FLGR: Fixed Length Gists Representation Learning for RNN-HMM Hybrid-Based Neuromorphic Continuous Gesture Recognition

Guang Chen; Jieneng Chen; Marten Lienen; Jörg Conradt; Florian Röhrbein; Alois C Knoll

doi:10.3389/fnins.2019.00073

FLGR: Fixed Length Gists Representation Learning for RNN-HMM Hybrid-Based Neuromorphic Continuous Gesture Recognition

Front Neurosci. 2019 Feb 12:13:73. doi: 10.3389/fnins.2019.00073. eCollection 2019.

Authors

Guang Chen^{1

2}, Jieneng Chen³, Marten Lienen², Jörg Conradt⁴, Florian Röhrbein², Alois C Knoll²

Affiliations

¹ College of Automotive Engineering, Tongji University, Shanghai, China.
² Chair of Robotics, Artificial Intelligence and Real-time Systems, Technische Universität München, Munich, Germany.
³ College of Electronics and Information Engineering, Tongji University, Shanghai, China.
⁴ Department of Computational Science and Technology, KTH Royal Institute of Technology, Stockholm, Sweden.

Abstract

A neuromorphic vision sensors is a novel passive sensing modality and frameless sensors with several advantages over conventional cameras. Frame-based cameras have an average frame-rate of 30 fps, causing motion blur when capturing fast motion, e.g., hand gesture. Rather than wastefully sending entire images at a fixed frame rate, neuromorphic vision sensors only transmit the local pixel-level changes induced by the movement in a scene when they occur. This leads to advantageous characteristics, including low energy consumption, high dynamic range, a sparse event stream and low response latency.
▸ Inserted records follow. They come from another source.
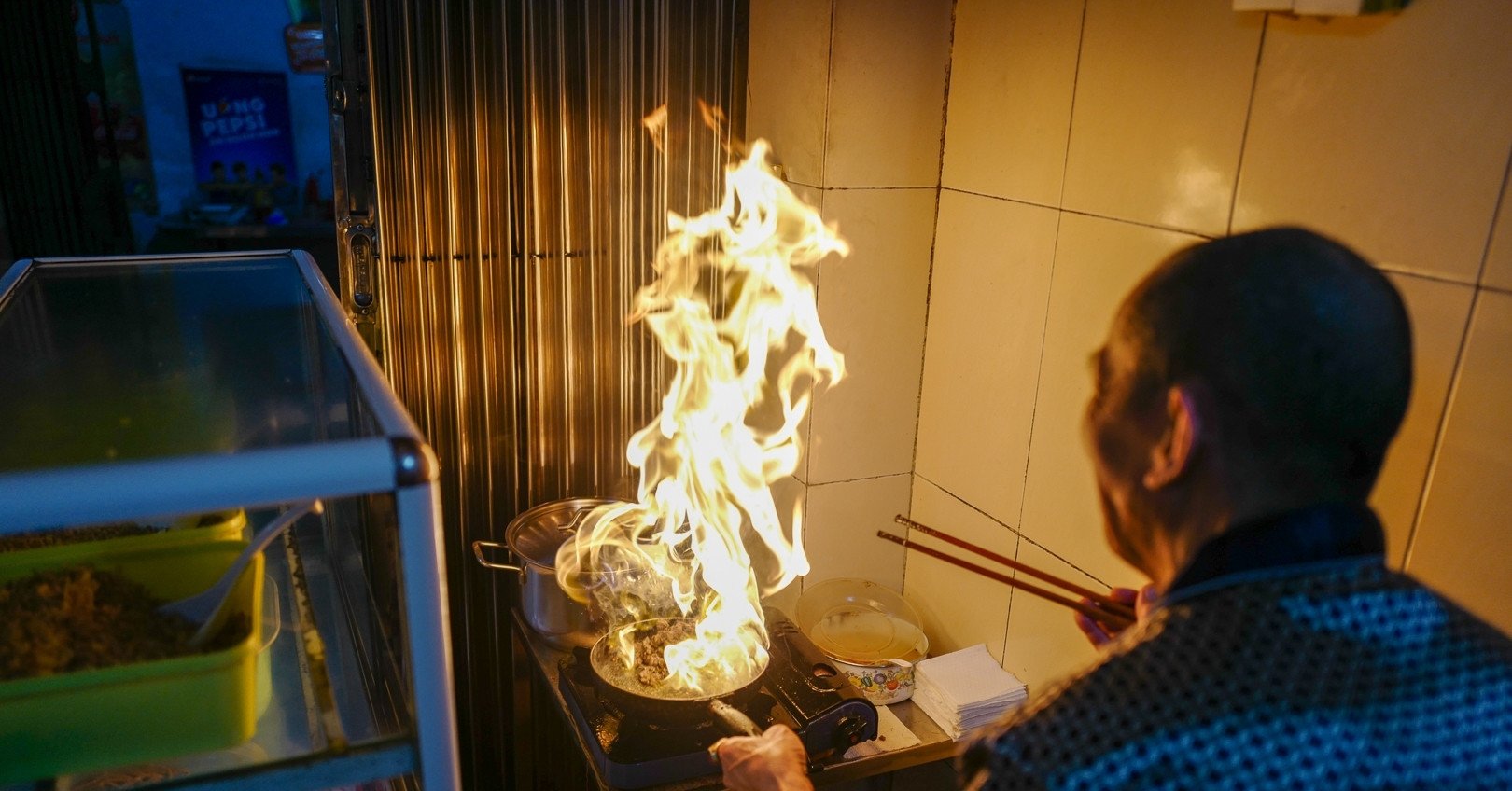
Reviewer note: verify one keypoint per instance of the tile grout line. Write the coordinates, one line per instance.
(1460, 371)
(1443, 425)
(1015, 531)
(1050, 287)
(1078, 212)
(859, 479)
(1249, 114)
(929, 280)
(1429, 277)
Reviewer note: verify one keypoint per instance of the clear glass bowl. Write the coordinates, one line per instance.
(861, 622)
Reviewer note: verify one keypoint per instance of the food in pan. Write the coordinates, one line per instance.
(80, 618)
(651, 645)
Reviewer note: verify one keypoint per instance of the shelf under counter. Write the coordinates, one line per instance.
(543, 664)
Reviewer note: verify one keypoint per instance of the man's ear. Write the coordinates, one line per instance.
(1172, 454)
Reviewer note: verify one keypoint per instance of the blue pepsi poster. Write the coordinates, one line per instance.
(239, 131)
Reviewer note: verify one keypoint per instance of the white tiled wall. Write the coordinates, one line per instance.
(1161, 94)
(851, 95)
(1461, 539)
(1121, 131)
(1085, 139)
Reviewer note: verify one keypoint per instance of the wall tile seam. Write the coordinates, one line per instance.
(1082, 212)
(1249, 112)
(817, 484)
(877, 187)
(1015, 531)
(829, 88)
(1429, 277)
(1495, 289)
(824, 146)
(1435, 454)
(1495, 216)
(929, 277)
(1458, 369)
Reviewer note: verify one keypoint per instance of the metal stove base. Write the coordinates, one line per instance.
(638, 755)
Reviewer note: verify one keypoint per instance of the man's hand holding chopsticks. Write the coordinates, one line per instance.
(1099, 632)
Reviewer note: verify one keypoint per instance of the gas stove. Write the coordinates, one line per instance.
(800, 688)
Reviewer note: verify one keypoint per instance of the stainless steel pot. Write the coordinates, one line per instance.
(533, 540)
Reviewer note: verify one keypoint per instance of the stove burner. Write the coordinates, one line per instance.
(800, 690)
(640, 754)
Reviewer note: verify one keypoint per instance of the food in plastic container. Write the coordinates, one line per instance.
(139, 711)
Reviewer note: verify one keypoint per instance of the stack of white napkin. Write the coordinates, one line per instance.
(965, 690)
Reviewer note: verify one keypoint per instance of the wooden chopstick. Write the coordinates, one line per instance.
(1102, 601)
(1112, 618)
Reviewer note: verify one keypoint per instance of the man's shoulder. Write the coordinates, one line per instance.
(1333, 666)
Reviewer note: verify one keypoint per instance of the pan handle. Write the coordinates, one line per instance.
(734, 720)
(489, 562)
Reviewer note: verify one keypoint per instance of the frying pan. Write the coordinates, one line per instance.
(721, 708)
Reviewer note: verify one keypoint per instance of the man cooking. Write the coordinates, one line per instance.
(1245, 399)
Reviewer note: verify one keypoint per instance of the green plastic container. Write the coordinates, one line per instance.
(141, 711)
(222, 527)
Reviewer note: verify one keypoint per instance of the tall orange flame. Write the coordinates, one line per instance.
(735, 312)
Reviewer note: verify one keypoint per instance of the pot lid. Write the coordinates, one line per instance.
(539, 533)
(861, 622)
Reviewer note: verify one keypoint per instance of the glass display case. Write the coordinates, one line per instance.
(155, 391)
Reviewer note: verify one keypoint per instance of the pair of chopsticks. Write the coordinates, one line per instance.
(1106, 610)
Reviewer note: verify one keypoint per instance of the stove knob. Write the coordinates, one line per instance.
(848, 730)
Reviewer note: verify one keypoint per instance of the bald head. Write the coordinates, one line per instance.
(1304, 345)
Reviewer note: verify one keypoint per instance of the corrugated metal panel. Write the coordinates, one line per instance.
(519, 207)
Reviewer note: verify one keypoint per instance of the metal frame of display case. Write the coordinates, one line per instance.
(398, 462)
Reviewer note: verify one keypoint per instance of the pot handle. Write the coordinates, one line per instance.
(489, 562)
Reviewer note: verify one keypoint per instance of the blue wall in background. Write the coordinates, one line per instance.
(238, 35)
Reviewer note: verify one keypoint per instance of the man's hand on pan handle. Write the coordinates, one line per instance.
(1101, 634)
(773, 761)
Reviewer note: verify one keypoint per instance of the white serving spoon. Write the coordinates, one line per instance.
(204, 606)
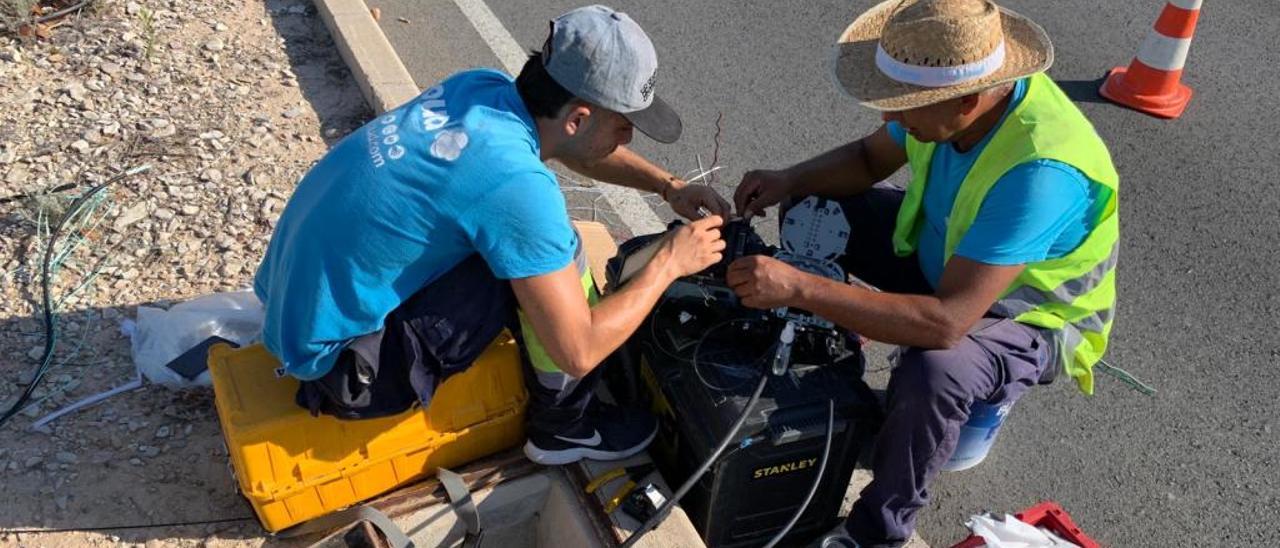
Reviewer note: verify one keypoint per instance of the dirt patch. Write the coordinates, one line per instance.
(229, 101)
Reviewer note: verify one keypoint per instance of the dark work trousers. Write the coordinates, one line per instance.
(438, 332)
(929, 391)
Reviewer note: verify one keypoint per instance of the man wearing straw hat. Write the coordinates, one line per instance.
(996, 265)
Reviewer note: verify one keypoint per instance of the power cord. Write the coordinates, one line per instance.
(702, 470)
(817, 480)
(119, 528)
(45, 282)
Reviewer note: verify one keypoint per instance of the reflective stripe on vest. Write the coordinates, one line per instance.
(538, 356)
(1072, 296)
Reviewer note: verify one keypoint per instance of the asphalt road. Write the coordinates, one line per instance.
(1200, 295)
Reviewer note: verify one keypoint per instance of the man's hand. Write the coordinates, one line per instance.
(695, 246)
(762, 188)
(763, 282)
(688, 199)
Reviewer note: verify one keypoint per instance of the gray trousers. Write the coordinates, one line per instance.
(931, 391)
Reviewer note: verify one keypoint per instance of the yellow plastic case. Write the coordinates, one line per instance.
(293, 466)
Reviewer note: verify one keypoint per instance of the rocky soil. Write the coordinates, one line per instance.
(229, 101)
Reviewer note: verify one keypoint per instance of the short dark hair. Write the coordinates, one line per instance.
(543, 96)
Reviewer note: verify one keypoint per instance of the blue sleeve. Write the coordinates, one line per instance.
(1031, 211)
(897, 133)
(521, 228)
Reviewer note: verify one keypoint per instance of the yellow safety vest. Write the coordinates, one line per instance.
(1073, 296)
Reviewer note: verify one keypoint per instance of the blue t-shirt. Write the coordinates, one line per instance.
(1037, 210)
(400, 202)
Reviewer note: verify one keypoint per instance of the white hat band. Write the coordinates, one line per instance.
(938, 76)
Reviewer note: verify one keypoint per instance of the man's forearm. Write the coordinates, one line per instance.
(919, 320)
(629, 169)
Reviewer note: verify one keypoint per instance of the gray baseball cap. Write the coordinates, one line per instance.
(603, 56)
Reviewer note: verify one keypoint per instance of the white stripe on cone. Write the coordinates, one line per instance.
(1162, 53)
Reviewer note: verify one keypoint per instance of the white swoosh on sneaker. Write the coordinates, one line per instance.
(589, 442)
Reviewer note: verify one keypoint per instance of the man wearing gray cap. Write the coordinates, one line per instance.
(412, 243)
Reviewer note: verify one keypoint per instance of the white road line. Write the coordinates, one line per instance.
(627, 202)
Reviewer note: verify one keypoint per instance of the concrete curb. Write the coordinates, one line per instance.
(370, 56)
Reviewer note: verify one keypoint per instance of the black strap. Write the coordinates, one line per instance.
(462, 503)
(394, 535)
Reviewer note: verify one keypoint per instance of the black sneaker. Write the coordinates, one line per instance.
(835, 538)
(607, 433)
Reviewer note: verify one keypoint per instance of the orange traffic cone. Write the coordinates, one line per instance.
(1152, 83)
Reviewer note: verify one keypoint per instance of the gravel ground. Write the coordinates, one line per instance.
(229, 101)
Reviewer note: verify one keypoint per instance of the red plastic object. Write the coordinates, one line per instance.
(1047, 515)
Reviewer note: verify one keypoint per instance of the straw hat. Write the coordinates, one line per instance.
(904, 54)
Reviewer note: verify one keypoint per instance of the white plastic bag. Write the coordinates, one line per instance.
(1013, 533)
(160, 336)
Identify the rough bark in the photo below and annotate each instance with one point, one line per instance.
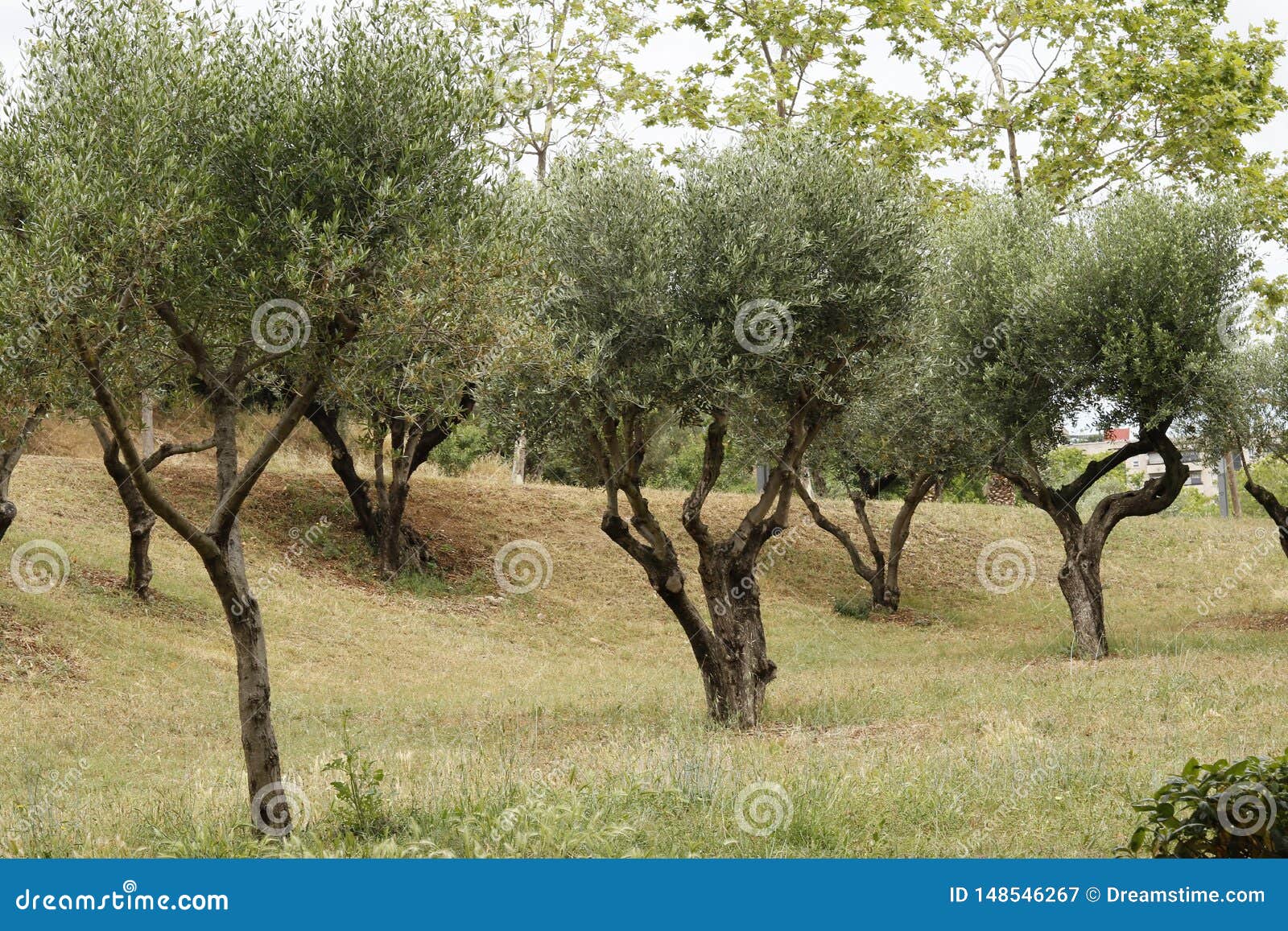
(882, 573)
(397, 546)
(1273, 508)
(137, 512)
(219, 542)
(1085, 540)
(10, 459)
(731, 649)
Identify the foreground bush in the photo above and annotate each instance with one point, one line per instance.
(1229, 810)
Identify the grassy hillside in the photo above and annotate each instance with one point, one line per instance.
(570, 721)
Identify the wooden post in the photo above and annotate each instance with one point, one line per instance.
(521, 456)
(148, 441)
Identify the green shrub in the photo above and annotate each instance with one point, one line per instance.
(1217, 810)
(858, 607)
(456, 454)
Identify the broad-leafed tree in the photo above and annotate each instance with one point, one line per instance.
(766, 276)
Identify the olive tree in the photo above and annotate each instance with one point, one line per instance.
(1117, 312)
(238, 193)
(766, 274)
(418, 373)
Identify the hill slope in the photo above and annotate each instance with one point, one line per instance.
(570, 720)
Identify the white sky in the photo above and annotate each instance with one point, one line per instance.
(671, 51)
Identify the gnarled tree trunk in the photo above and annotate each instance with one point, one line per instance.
(731, 649)
(227, 572)
(1270, 504)
(139, 515)
(1085, 540)
(882, 575)
(382, 521)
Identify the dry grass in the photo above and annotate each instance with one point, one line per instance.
(570, 720)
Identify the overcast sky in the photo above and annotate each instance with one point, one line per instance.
(671, 51)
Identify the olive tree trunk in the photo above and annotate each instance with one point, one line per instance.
(219, 542)
(729, 643)
(1085, 540)
(397, 546)
(138, 514)
(1273, 508)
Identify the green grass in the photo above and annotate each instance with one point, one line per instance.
(570, 721)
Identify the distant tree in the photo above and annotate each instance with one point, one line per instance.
(766, 277)
(1118, 311)
(783, 62)
(418, 371)
(560, 68)
(196, 171)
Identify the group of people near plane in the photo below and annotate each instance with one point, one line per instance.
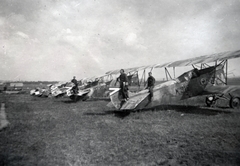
(123, 80)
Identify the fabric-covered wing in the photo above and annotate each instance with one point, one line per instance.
(222, 89)
(186, 62)
(134, 101)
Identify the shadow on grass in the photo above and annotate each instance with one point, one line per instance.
(189, 109)
(119, 114)
(87, 100)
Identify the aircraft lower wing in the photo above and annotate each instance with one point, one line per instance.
(222, 89)
(134, 101)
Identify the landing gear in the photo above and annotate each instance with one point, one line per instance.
(210, 101)
(234, 103)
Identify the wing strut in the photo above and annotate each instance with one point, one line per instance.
(167, 74)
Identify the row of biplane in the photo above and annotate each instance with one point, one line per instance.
(207, 78)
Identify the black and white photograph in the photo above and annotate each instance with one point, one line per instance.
(119, 82)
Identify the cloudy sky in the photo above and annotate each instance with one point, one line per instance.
(56, 39)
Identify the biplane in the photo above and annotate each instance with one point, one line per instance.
(204, 79)
(95, 87)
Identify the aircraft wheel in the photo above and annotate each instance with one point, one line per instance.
(235, 103)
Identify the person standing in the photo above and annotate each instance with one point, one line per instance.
(123, 85)
(75, 88)
(150, 85)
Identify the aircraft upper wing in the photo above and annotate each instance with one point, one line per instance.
(186, 62)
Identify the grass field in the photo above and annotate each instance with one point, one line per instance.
(48, 131)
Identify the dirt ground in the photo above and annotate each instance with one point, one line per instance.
(48, 131)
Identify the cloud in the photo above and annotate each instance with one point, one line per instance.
(57, 39)
(23, 35)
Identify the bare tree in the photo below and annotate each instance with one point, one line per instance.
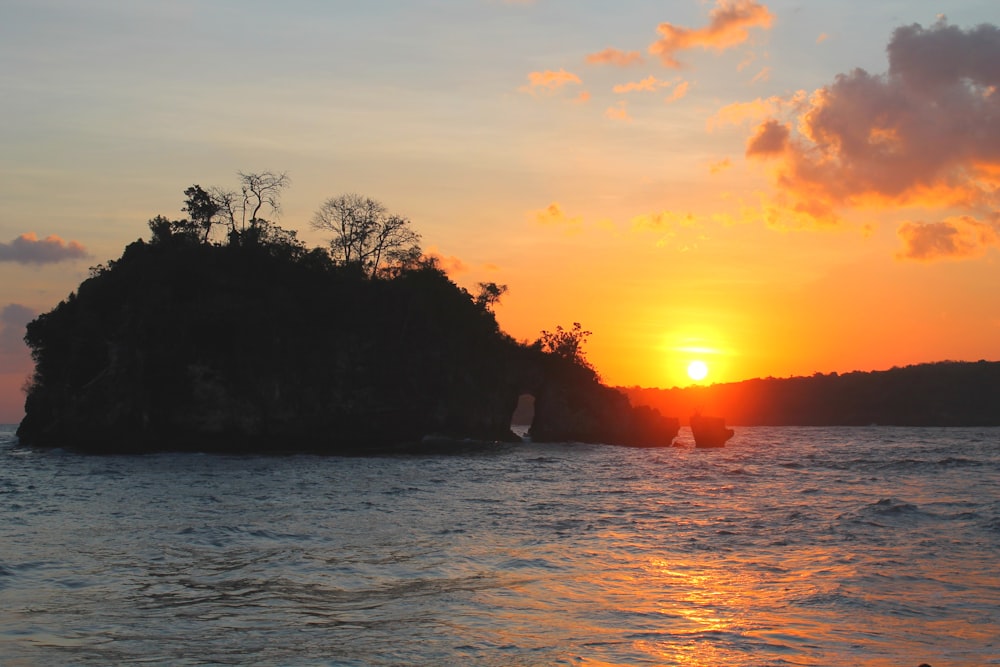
(365, 234)
(260, 189)
(489, 295)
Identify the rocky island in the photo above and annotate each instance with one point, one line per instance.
(254, 343)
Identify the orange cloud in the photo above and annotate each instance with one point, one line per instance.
(661, 221)
(450, 264)
(549, 80)
(770, 138)
(679, 91)
(720, 166)
(729, 26)
(554, 216)
(618, 112)
(956, 238)
(28, 249)
(740, 112)
(611, 56)
(763, 75)
(923, 134)
(649, 84)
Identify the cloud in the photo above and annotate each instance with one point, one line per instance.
(554, 216)
(740, 112)
(549, 80)
(720, 166)
(679, 91)
(14, 356)
(611, 56)
(649, 84)
(763, 75)
(618, 112)
(728, 26)
(925, 133)
(450, 264)
(956, 238)
(770, 138)
(28, 249)
(661, 221)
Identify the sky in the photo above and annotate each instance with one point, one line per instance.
(773, 188)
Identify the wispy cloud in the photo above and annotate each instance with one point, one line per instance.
(922, 134)
(679, 91)
(450, 264)
(649, 84)
(618, 112)
(720, 166)
(553, 215)
(550, 80)
(741, 112)
(729, 25)
(29, 249)
(957, 238)
(611, 56)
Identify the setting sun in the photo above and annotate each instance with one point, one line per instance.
(697, 370)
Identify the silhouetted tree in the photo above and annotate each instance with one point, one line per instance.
(203, 208)
(365, 234)
(260, 189)
(567, 344)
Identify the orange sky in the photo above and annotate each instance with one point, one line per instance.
(774, 188)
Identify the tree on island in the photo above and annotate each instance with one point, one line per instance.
(566, 343)
(366, 235)
(259, 344)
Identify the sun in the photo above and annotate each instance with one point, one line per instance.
(697, 370)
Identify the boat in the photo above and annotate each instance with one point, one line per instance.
(710, 431)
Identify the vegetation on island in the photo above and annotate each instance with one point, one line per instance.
(223, 331)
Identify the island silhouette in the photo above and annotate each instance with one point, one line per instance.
(224, 332)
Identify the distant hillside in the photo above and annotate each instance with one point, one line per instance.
(946, 393)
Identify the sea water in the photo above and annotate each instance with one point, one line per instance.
(791, 546)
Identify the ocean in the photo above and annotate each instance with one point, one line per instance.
(791, 546)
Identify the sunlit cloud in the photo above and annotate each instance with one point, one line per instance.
(662, 221)
(729, 25)
(553, 215)
(611, 56)
(649, 84)
(680, 90)
(450, 264)
(926, 133)
(29, 249)
(741, 112)
(770, 138)
(956, 238)
(14, 355)
(720, 166)
(549, 80)
(618, 112)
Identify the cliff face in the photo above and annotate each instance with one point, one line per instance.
(185, 345)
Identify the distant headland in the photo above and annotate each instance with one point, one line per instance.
(946, 393)
(224, 332)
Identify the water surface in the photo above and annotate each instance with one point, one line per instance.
(792, 546)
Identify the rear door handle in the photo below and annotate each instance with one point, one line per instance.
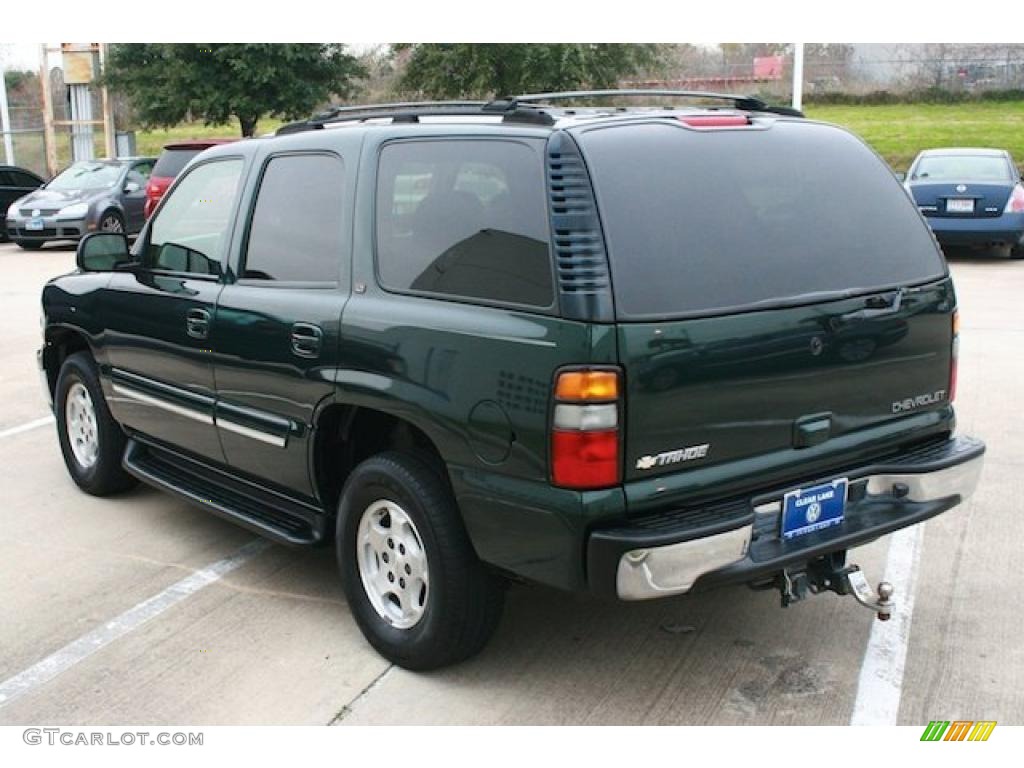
(306, 339)
(198, 324)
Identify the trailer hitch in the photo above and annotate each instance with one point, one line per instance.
(830, 574)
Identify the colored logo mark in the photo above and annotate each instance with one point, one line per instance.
(958, 730)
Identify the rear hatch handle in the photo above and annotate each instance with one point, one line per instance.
(877, 306)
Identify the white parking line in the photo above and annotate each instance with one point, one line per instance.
(881, 683)
(26, 427)
(85, 646)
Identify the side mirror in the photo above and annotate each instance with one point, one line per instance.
(101, 252)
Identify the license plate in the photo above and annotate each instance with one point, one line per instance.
(960, 206)
(807, 510)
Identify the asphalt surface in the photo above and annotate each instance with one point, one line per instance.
(109, 613)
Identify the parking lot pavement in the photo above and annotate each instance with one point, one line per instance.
(124, 611)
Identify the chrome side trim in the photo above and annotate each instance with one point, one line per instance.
(164, 404)
(644, 573)
(255, 434)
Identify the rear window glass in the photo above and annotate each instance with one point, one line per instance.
(961, 168)
(705, 221)
(171, 162)
(465, 219)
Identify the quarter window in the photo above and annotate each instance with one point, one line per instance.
(464, 219)
(190, 232)
(297, 224)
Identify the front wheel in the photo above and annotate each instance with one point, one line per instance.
(418, 591)
(91, 441)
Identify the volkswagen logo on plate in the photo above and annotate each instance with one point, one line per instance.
(813, 512)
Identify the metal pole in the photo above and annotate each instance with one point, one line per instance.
(110, 137)
(798, 76)
(48, 135)
(8, 142)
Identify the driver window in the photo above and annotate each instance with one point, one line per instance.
(190, 231)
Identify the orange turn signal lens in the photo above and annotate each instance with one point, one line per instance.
(587, 385)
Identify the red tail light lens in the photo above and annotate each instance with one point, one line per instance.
(585, 440)
(585, 460)
(1016, 202)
In this study, a novel representation learning method was proposed: Fixed Length Gists Representation (FLGR) learning for event-based gesture recognition. Previous methods accumulate events into video frames in a time duration (e.g., 30 ms) to make the accumulated image-level representation. However, the accumulated-frame-based representation waives the friendly event-driven paradigm of neuromorphic vision sensor. New representation are urgently needed to fill the gap in non-accumulated-frame-based representation and exploit the further capabilities of neuromorphic vision. The proposed FLGR is a sequence learned from mixture density autoencoder and preserves the nature of event-based data better. FLGR has a data format of fixed length, and it is easy to feed to sequence classifier. Moreover, an RNN-HMM hybrid was proposed to address the continuous gesture recognition problem. Recurrent neural network (RNN) was applied for FLGR sequence classification while hidden Markov model (HMM) is employed for localizing the candidate gesture and improving the result in a continuous sequence. A neuromorphic continuous hand gestures dataset (Neuro ConGD Dataset) was developed with 17 hand gestures classes for the community of the neuromorphic research. Hopefully, FLGR can inspire the study on the event-based highly efficient, high-speed, and high-dynamic-range sequence classification tasks.

Keywords: continuous gesture recognition; hidden markov model; mixture density autoencoder; neuromorphic vision; recurrent neural network; representation learning.